Wednesday, April 9, 2008

Did you get yours?

Today, the mailman (and in my neighborhood he is a man) delivered a confirmation that the Orange County Board of Education has graciously agreed to allow my son, Carter, to return to the only school he has ever known.

Here is the full text of the letter:

April 8, 2008

To the Parents/Guardian of Aidan Scott,

At their regularly scheduled meeting on April 7, 2008, the Orange County Board of Education approved the Hillsborough Elementary School Student Selection Plan for the 2008-2009 school year.

Under this plan, Aidan Scott will be enrolled in 3rd Grade at Hillsborough Elementary School for the next school year. Ms. Horner, Principal of Hillsborough Elementary School, will be sending out information packets to the families of all enrolled students in the near future. If your child is enrolling for Kindergarten, please note that Kindergarten registration will be held on April 30th at 8:30 a.m. and 10:30 a.m. Please call 732-6137 to register.

Thank you for your continued support of Orange County Schools.

Sincerely,

Michael J. Gilbert
Public Information Officer
Orange County Schools

If you, or someone you know, received a rejection letter, I would be very interested in posting its text. Of course I would edit out their child's name before publishing it.

[For bonus points: Who can identify the grammar error in the first sentence of this letter?]

6 comments:

Anonymous said...

The pronoun their is not correct to refer to the Board of Eduation as a noun.

Allan Scott said...

The bonus points go to Anonymous - 5:15.

Anonymous said...

Doesn't this depend on the interpretation? If I interpret "the Board" as "people", then the grammar is correct.

Anonymous said...

No, it does not depend on the interpretation. When you refer to a group acting together as a unit, you must use a singular pronoun.

Corrected sentence:

At its regularly scheduled meeting on April 7, 2008 the Orange County Board of Education....

The singular subject "board" now agrees with the singular pronoun "its"

If you made the subject plural, it would correctly read:

At their regularly scheduled meeting on April 7, 2008 the members of the Orange County Board of Education....
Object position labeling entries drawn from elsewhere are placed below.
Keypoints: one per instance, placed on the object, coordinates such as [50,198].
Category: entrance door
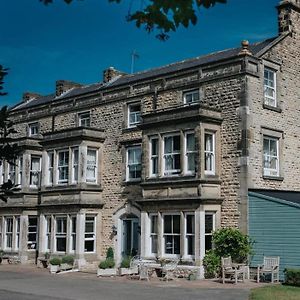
[130,245]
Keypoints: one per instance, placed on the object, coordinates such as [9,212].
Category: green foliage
[292,277]
[211,263]
[68,259]
[125,263]
[110,253]
[55,261]
[231,242]
[164,16]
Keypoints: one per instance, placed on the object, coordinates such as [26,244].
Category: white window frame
[269,100]
[189,152]
[187,235]
[75,165]
[66,166]
[171,234]
[33,129]
[32,172]
[213,214]
[210,154]
[171,172]
[269,171]
[132,164]
[84,119]
[93,234]
[153,157]
[136,114]
[194,94]
[92,180]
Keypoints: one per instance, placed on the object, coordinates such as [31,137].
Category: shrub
[55,261]
[125,263]
[211,263]
[110,253]
[68,259]
[292,276]
[231,242]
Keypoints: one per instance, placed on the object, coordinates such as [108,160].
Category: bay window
[133,162]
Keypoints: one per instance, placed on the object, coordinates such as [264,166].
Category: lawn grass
[276,292]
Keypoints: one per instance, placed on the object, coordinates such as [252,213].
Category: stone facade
[165,157]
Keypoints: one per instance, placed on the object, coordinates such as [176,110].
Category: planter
[129,271]
[106,272]
[54,269]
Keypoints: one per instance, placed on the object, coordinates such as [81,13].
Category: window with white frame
[35,170]
[190,153]
[190,97]
[271,156]
[84,119]
[32,232]
[171,225]
[154,156]
[75,164]
[91,165]
[90,234]
[63,166]
[190,234]
[270,87]
[33,129]
[209,229]
[134,114]
[48,232]
[12,172]
[134,165]
[50,167]
[209,153]
[172,155]
[73,233]
[61,233]
[153,233]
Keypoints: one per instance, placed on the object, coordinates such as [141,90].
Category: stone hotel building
[154,162]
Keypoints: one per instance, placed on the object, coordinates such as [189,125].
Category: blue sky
[41,44]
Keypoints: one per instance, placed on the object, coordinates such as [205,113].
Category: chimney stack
[63,86]
[111,73]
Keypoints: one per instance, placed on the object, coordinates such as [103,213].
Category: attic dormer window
[33,129]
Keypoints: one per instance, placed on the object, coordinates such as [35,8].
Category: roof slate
[148,74]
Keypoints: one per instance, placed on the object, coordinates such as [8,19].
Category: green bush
[55,261]
[231,242]
[68,259]
[110,253]
[292,276]
[211,263]
[125,263]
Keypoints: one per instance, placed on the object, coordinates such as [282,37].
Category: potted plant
[67,262]
[55,263]
[107,266]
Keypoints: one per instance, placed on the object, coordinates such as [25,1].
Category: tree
[9,150]
[163,16]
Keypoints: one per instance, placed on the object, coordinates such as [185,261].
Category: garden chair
[168,270]
[269,266]
[231,269]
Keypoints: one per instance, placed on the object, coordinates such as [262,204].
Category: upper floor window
[209,153]
[133,163]
[270,87]
[172,154]
[35,170]
[134,114]
[91,166]
[33,129]
[271,156]
[63,166]
[84,119]
[191,96]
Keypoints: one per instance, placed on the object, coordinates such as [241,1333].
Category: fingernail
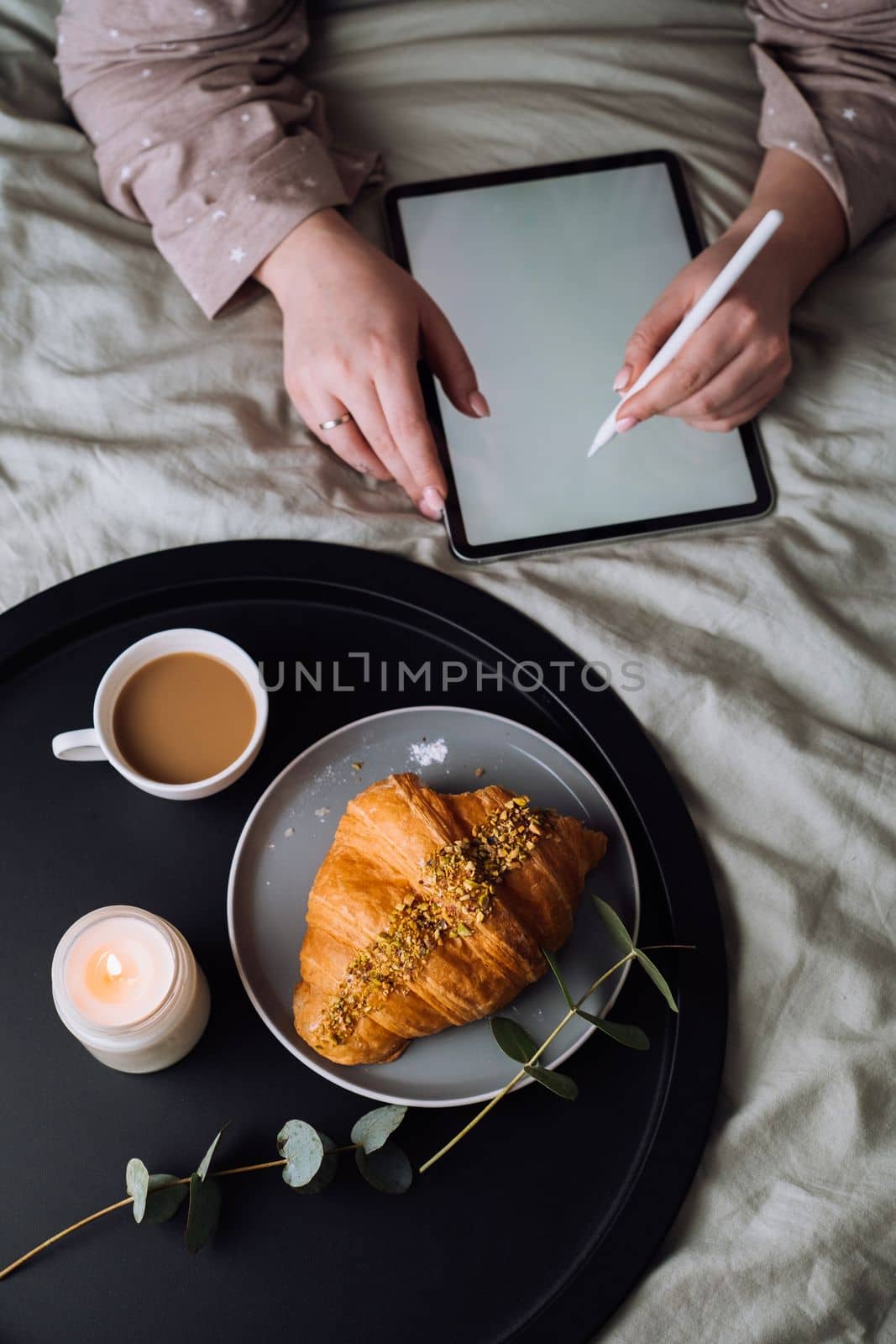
[432,503]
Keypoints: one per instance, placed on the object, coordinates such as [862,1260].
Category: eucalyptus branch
[308,1163]
[517,1043]
[533,1059]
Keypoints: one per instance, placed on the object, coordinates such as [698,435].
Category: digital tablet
[544,273]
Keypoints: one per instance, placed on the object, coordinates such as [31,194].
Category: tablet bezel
[463,548]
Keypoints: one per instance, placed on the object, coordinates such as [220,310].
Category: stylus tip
[602,437]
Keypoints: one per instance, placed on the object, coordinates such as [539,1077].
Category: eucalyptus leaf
[558,974]
[616,927]
[325,1171]
[385,1168]
[137,1186]
[374,1128]
[658,979]
[559,1084]
[513,1039]
[204,1210]
[631,1037]
[164,1200]
[302,1148]
[202,1171]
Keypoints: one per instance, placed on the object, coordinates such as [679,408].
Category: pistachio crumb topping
[457,885]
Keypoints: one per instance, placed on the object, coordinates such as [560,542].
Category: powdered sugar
[427,753]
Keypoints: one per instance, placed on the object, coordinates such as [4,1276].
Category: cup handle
[80,745]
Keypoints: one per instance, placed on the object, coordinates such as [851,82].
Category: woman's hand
[738,360]
[355,326]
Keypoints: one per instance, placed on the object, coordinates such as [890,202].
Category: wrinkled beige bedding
[130,423]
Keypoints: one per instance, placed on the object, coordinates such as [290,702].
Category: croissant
[430,911]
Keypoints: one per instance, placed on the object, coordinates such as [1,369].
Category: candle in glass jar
[127,984]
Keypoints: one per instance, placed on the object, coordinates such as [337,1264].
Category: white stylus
[726,280]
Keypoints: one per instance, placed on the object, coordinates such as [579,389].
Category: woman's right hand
[355,326]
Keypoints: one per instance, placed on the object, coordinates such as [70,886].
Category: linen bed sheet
[130,423]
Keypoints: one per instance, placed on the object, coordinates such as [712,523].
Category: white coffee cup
[98,743]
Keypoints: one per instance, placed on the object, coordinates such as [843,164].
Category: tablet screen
[544,281]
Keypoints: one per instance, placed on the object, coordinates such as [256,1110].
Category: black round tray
[542,1221]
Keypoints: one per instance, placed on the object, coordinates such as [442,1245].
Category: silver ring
[340,420]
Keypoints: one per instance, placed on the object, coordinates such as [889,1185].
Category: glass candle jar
[128,987]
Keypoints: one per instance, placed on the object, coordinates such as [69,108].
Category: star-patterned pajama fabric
[203,128]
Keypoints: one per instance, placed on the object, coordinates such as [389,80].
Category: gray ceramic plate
[291,828]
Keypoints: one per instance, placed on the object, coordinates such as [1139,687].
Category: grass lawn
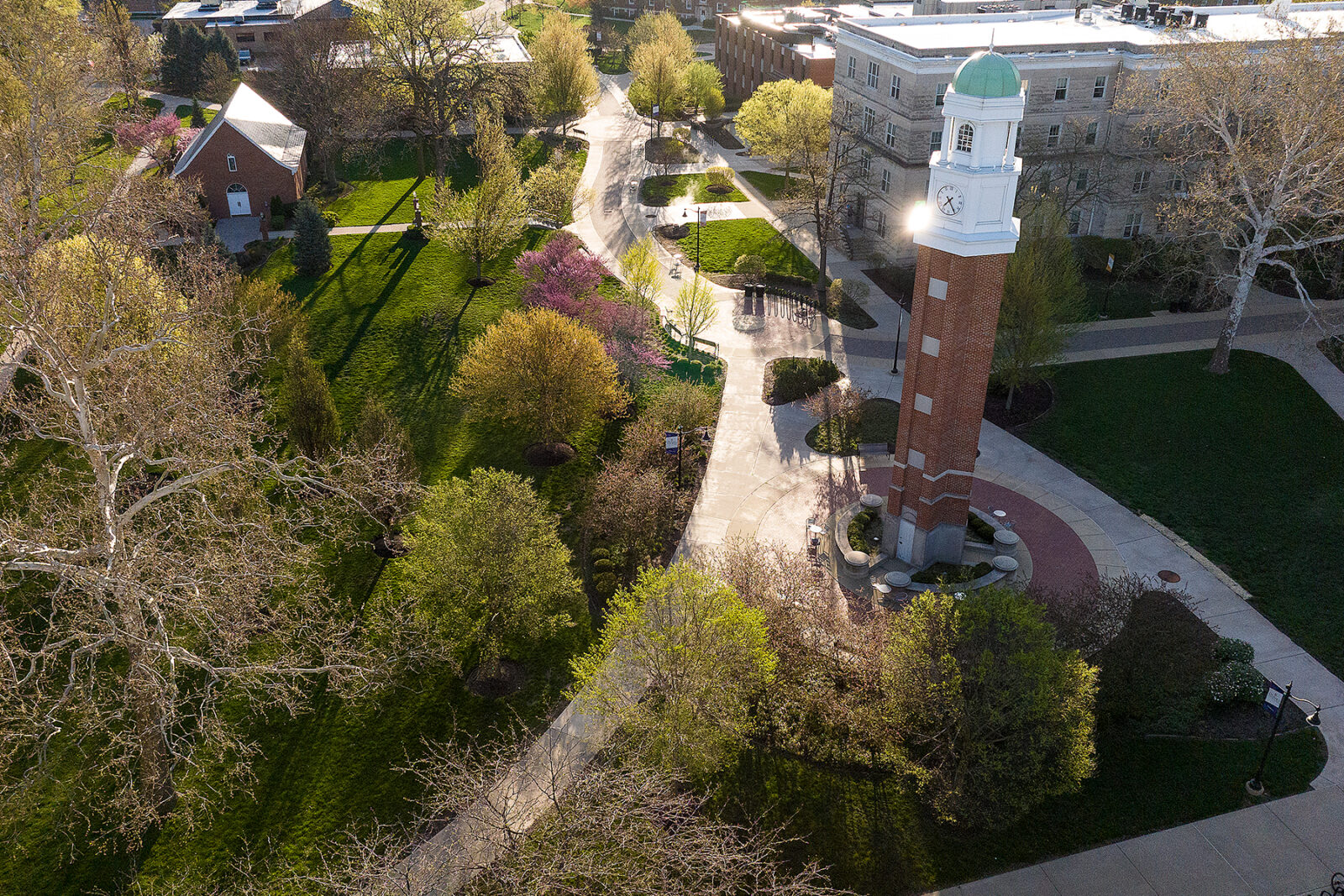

The plural pronoun "their" agrees with the plural subject "members."

Anonymous said...

"their" is ok in this instance. Since Mr. Gilbert was referring to two separate groups: the normal board members and Liz. Hence, the plurality is ok.

Liz's behavior should not be tolerated. She's nothing more than a bully that cries when she doesn't get her way.

BTW Liz, GO PRINCETON TIGERS!!!

Anonymous said...

I had to go read up on this. My grammar is rusty for sure, but I remember that the rules of subject and verb agreement weren't cut and dry.

Here's a link to the relevant section of the American Heritage Book of English Usage:

http://www.bartleby.com/64/C001/060.html

There it speaks of 2 types of agreement -- grammatical and notional -- and the one I had in mind was notional agreement.

Here's the section on notional agreement:

notional agreement. It would be great if this was all there was to remember, but there is more than one kind of agreement. There is grammatical agreement, as discussed above, and agreement in meaning, or notional agreement. Usually grammatical agreement and notional agreement coincide. In the sentence He laughs, both are singular. In the sentence We laugh, both are plural. But in some sentences a subject can have a singular form and a plural meaning. Thus in the sentence Her family are all avid skiers, the noun family is singular in form but plural in meaning, and the verb is plural to agree with the meaning. In other words, there is notional agreement, but not grammatical agreement, between the subject and the verb. In the sentence Everyone has gone to the movies, the situation is reversed. The subject everyone is plural in meaning and singular in form, but the verb agrees in number with the form of its grammatical subject. There is grammatical agreement but not notional agreement.

Similarly, there are some nouns like mumps and news that are plural in form but take a singular verb: The mumps was once a common childhood disease. Amounts often take a singular verb: Ten thousand bucks is a lot of money. Here again we have notional, but not grammatical, agreement—the ten thousand bucks is considered a single quantity, and it gets a singular verb.

There are a number of words in English that can take a singular or plural verb depending on how they are used. Among these are collective nouns, pronouns such as any and none, and many nouns ending in -ics, such as politics.



So again, I think it depends on your interpretation. The last post jokingly (well, maybe not) referred to the Board as 2 separate groups of people. In that case, "their" would be ok for notional agreement.

For the record, I'm not arguing for one answer or the other, but that there may be more than one correct answer.